Zehlendorfer Hauskonzerte – Noga Quartett im Quintett
Entdeckung
Zerrissene Töne im Winter
Der gestrige Abend war dem polnischen Komponisten Mieczyslaw Weinberg (1919-1996) gewidmet. Hierzu kam das großartige Noga-Quartett ins Wohnzimmer nach Zehlendorf mit Weinbergs Klavierquintett f-Moll op. 18 im Gepäck. Am Klavier die wunderbare Pianistin und Weinberg-Expertin Katarzyna Wasiak. Im Entstehungsjahr 1944 lebte Mieczyslaw Weinberg schon in der Sowjetunion.
Das Klavierquintett besteht aus fünf Sätzen, die permanent auf der Suche sind, Chaos in Ordnung zu verwandeln, ein brillanter Schlagabtausch zwischen Klavier und Streicher. Einmal spielt das Klavier die erste Geige, gibt aber gleich wieder den Stab ab und lässt die Streicher wüten.
Eine Reise im Trauerflor in der kalten Jahreszeit.
Die erklärenden Worte der Musiker zu Beginn des Konzertes – für die die gestrige Aufführung eine Premiere war und die selber noch dabei sind, zu Stück zu entdecken bzw zu verstehen – haben dazu beigetragen, dem Stück ein wenig mehr als sonst näher zu kommen. Eine Flucht, ein unfreiwilliger Aufbruch ins Ungewisse. Dramatisch-wütende Verfolgungsszenen gleiten in melancholisch, samtige Tristesse ab, um dann gleich wieder zu Donner- und Kanonenhall des Pianos und krampfhaftem Weinen der Geigen über zu gehen, bereit, die Zuhörer in große Emotionen zu stürzen. Immer wieder rappelt es sich auf und kommt dann plötzlich ganz tänzerisch daher, von (Trauer)Marschtakten, pastoralen Walzertönen über dumpfen Rock n’Roll des Klaviers zu einem « irischen » Squaredance der Streicher. Im Laufschritt von hoffnungslosen Monologen hin zu hoffnungsvollen Fragezeichen, von wolkenaufreißender, hektischer Helligkeit bis es langsam im Dunkeln aushaucht.
Stille!
Einfach umwerfend, die Musik und die Interpretation. Jetzt bitte ein da capo, um all das zu hören, was aufgrund der großen Klangfarben- und Fülle unterging oder zu schnell verflog.

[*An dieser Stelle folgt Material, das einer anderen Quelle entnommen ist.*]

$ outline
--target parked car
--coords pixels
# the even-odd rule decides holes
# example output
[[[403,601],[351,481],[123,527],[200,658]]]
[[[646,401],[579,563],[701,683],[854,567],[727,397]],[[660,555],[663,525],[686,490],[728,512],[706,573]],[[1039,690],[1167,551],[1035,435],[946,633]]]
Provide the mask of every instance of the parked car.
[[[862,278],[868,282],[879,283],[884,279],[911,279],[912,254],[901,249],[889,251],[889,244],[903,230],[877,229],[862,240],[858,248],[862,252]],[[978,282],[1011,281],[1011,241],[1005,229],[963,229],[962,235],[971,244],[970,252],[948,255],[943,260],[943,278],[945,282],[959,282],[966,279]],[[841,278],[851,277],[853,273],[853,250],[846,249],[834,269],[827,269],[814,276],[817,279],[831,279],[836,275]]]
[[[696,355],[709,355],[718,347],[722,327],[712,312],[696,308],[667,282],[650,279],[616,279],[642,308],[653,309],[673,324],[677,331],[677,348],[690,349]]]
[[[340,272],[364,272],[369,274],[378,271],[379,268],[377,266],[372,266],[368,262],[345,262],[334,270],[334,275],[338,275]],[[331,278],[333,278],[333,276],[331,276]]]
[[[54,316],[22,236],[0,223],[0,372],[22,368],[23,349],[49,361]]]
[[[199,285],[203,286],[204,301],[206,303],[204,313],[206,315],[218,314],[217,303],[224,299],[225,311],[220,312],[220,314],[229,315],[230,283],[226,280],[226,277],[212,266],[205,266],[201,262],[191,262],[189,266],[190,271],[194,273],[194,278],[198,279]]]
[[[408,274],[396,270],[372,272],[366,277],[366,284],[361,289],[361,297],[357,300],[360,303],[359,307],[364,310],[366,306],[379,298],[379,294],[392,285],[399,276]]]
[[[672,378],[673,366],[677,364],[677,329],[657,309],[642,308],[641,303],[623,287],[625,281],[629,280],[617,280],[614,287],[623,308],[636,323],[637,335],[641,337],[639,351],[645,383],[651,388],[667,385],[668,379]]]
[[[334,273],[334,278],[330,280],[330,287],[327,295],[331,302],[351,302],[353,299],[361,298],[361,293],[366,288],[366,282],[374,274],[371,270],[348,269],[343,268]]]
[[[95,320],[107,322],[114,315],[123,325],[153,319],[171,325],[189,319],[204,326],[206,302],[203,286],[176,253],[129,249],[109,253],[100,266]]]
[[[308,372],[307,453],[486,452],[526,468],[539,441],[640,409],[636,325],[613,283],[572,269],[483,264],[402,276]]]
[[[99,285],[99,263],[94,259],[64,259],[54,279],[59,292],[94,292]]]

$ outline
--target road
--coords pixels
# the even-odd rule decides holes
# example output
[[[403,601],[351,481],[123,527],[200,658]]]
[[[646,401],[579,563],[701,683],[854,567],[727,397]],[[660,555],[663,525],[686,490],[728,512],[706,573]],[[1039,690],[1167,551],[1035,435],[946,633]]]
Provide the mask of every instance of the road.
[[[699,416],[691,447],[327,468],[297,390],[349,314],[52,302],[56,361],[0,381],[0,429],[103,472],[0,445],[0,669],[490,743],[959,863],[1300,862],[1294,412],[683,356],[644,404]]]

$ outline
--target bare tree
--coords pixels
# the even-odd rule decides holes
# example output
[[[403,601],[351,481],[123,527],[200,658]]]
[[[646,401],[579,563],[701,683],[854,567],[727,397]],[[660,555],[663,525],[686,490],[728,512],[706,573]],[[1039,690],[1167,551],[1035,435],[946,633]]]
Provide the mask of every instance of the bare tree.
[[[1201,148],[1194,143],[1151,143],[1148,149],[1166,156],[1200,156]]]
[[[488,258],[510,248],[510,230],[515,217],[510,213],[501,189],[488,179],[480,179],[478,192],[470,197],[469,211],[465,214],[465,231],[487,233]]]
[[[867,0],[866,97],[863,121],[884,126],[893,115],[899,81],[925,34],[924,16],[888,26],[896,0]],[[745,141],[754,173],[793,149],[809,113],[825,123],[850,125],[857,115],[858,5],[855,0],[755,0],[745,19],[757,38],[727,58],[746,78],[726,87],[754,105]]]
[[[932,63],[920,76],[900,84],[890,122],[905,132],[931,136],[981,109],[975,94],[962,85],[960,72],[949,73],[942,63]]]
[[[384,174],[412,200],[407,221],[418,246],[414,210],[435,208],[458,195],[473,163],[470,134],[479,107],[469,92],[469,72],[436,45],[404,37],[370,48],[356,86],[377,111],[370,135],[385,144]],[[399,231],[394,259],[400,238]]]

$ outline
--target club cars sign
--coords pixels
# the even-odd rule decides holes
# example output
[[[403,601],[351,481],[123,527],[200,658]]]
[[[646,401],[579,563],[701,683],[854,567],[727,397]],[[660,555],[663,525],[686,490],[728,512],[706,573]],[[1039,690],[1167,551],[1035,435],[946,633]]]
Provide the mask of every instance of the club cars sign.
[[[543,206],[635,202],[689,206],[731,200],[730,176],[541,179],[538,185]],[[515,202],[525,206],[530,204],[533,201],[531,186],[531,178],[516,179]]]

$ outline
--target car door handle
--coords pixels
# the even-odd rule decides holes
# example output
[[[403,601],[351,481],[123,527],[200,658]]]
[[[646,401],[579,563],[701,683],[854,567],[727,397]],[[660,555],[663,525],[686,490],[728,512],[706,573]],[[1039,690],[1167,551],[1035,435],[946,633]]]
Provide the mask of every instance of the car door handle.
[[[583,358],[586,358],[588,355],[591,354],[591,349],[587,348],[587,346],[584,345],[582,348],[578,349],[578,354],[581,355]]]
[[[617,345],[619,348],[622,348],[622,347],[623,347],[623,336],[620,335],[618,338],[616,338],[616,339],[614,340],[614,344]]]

Weinberg war Sohn eines jüdischen Musikers und studierte Klavier am Warschauer Konservatorium, floh 1939 nach dem deutschen Überfall auf Polen über Minsk und Taschkent, wo er seine Studien fortsetzte. Er verlor seine komplette Familie im KZ, richtig bewusst wurde ihm das allerdings erst 30 Jahre nach dem Krieg. Schon 1943 nahm er Kontakt zu Schostakowitsch auf, der ihn nach Moskau einlud, wo er bis zu seinem Tod bleiben sollte. Die beiden standen in permanentem Austausch über die jeweilige Musik.
In der Oper „Die Passagierin“, die als sein Hauptwerk gilt, arbeitet Weinberg das Thema Auschwitz auf. Sie wurde vor ein paar Jahren – viel zu spät – als Weltpremiere bei den Bregenzer Festspielen aufgeführt.

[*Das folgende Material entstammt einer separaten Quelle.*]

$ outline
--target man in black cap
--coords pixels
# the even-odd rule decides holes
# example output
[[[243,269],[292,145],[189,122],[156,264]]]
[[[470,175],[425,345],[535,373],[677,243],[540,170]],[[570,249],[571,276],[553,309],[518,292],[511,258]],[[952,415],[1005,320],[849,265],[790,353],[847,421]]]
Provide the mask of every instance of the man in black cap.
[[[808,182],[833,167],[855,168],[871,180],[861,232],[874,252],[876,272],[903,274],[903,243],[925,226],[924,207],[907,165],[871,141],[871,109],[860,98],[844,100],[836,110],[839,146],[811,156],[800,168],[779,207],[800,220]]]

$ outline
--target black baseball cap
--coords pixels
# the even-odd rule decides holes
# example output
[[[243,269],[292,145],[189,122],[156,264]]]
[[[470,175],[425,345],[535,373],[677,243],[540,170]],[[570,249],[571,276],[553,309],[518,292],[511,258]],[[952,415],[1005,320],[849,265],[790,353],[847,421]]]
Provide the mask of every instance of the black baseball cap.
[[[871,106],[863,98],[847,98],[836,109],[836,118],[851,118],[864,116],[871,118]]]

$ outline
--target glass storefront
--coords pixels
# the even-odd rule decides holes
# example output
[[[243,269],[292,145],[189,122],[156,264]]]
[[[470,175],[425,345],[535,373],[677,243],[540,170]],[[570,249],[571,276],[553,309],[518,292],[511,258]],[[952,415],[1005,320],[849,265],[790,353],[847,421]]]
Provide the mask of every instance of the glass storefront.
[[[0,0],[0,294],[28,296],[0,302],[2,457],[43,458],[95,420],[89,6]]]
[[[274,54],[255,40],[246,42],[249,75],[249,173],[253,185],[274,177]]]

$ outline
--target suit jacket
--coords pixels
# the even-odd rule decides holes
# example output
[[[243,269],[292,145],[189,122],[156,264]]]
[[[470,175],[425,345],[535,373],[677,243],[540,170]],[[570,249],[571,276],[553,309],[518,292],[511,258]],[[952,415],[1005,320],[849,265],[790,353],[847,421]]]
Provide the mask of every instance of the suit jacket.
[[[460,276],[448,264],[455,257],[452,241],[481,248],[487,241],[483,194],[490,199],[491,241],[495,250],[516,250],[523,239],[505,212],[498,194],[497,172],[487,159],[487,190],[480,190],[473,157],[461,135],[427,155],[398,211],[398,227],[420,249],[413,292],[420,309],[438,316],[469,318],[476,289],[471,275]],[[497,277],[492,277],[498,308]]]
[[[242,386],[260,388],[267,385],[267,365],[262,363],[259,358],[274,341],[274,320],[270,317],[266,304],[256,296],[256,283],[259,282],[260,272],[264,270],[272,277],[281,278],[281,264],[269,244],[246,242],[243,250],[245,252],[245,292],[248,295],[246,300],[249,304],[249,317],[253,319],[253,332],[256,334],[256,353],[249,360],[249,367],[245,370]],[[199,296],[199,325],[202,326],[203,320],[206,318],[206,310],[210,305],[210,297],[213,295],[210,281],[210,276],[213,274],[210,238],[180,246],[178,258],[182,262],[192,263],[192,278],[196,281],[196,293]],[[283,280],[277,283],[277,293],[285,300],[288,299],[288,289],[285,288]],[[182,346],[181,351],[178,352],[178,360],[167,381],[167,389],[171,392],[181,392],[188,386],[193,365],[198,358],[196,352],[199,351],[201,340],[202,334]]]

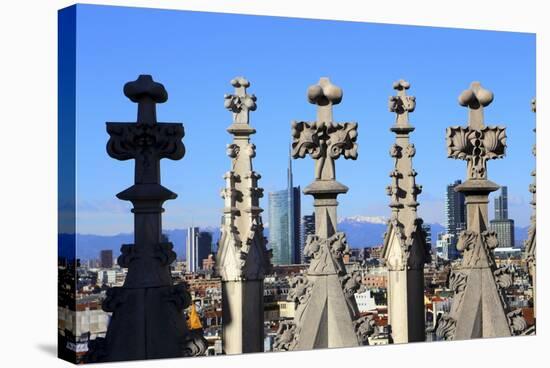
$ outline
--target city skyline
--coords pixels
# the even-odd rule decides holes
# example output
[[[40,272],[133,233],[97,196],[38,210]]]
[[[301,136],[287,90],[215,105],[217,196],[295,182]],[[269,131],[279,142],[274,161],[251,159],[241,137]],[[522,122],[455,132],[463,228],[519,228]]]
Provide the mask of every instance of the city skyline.
[[[59,34],[59,357],[536,334],[534,35],[91,5]]]
[[[496,96],[487,111],[487,123],[505,125],[509,137],[506,160],[495,161],[490,175],[508,186],[510,217],[521,227],[529,223],[532,165],[525,163],[533,161],[532,34],[104,6],[78,5],[77,13],[77,233],[112,235],[132,228],[130,204],[116,199],[114,193],[128,184],[133,169],[130,163],[115,163],[106,155],[105,122],[135,120],[134,106],[125,101],[120,86],[141,73],[158,76],[169,91],[171,103],[159,106],[159,121],[181,121],[186,130],[186,156],[180,162],[163,161],[163,183],[179,195],[165,204],[165,229],[220,225],[223,203],[218,193],[227,171],[222,158],[229,143],[223,95],[228,92],[227,82],[238,74],[251,80],[250,91],[258,97],[253,117],[255,167],[266,192],[284,185],[291,121],[315,117],[314,107],[304,97],[307,86],[326,75],[344,89],[335,120],[359,123],[360,153],[357,161],[338,167],[338,177],[350,187],[340,201],[341,218],[390,215],[385,187],[392,163],[386,152],[393,117],[386,98],[394,80],[408,79],[417,98],[412,118],[417,127],[415,168],[424,187],[419,216],[439,224],[444,221],[446,185],[465,177],[462,165],[447,159],[445,128],[466,123],[467,115],[456,98],[472,78],[481,80]],[[124,25],[117,22],[120,17],[127,20]],[[102,19],[99,29],[94,26],[97,19]],[[155,26],[147,31],[131,26],[143,22]],[[257,30],[242,55],[225,41],[225,30],[235,22]],[[404,31],[415,42],[402,44],[400,52],[408,56],[400,59],[392,45]],[[328,40],[317,40],[316,34],[326,34]],[[178,36],[177,42],[172,35]],[[330,40],[335,41],[332,52],[340,57],[307,68],[293,62],[314,55]],[[271,47],[274,44],[278,46]],[[151,52],[142,55],[143,48]],[[192,57],[188,49],[196,51]],[[472,52],[484,57],[472,63]],[[208,170],[200,169],[204,162],[209,163]],[[312,169],[306,160],[296,160],[294,165],[295,183],[303,188],[311,181]],[[508,175],[510,167],[518,168],[517,175]],[[302,213],[311,212],[311,198],[301,197],[301,202]],[[260,205],[266,210],[267,198]]]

Weinberg hinterließ ein umfassendes Werk, das einen Bogen von Filmmusik zu Symphonien spannt und man kann schon sagen, von Bela Bartok und Schostakowitsch beeinflusst ist.
Das Noga Quartett gründete sich 2008: Simon Roturier, Lauriane Vernhes (Violine), Avishai Chameides (Viola) und Joan Bachs (Cello) gehören ihm an. Die Musiker sind in verschiedenen großen Berliner Orchestern tätig. 2015 hat dieses ausgezeichnete Berliner Quartett übrigens die 7. Melbourne Chamber Music Competition gewonnen.
Die polnische Pianistin Katarzyna Wasiak stammt aus einer Musikerfamilie und begann schon mit sieben Jahre ihre musikalische Ausbildung in Breslau. In Wien hat sie Musik und Darstellende Kunst studiert und setzte ihre Studium 2006 in Berlin fort (Hochschule für Musik Hans Eisler). Sie scheint verwachsen mit ihrem Klavier zu sein und zeigt durch ihre Körpersprache eine große gleichberechtigte Auseinandersetzung mit jedem Anschlag oder Ton.
Eine Sternstunde am Berliner Konzerthimmel war dieser Abend! Bis Juli soll das Quintett noch weitere Male aufgeführt werden – und wir werden uns das nicht entgehen lassen; eine CD-Einspielung wird es auch geben.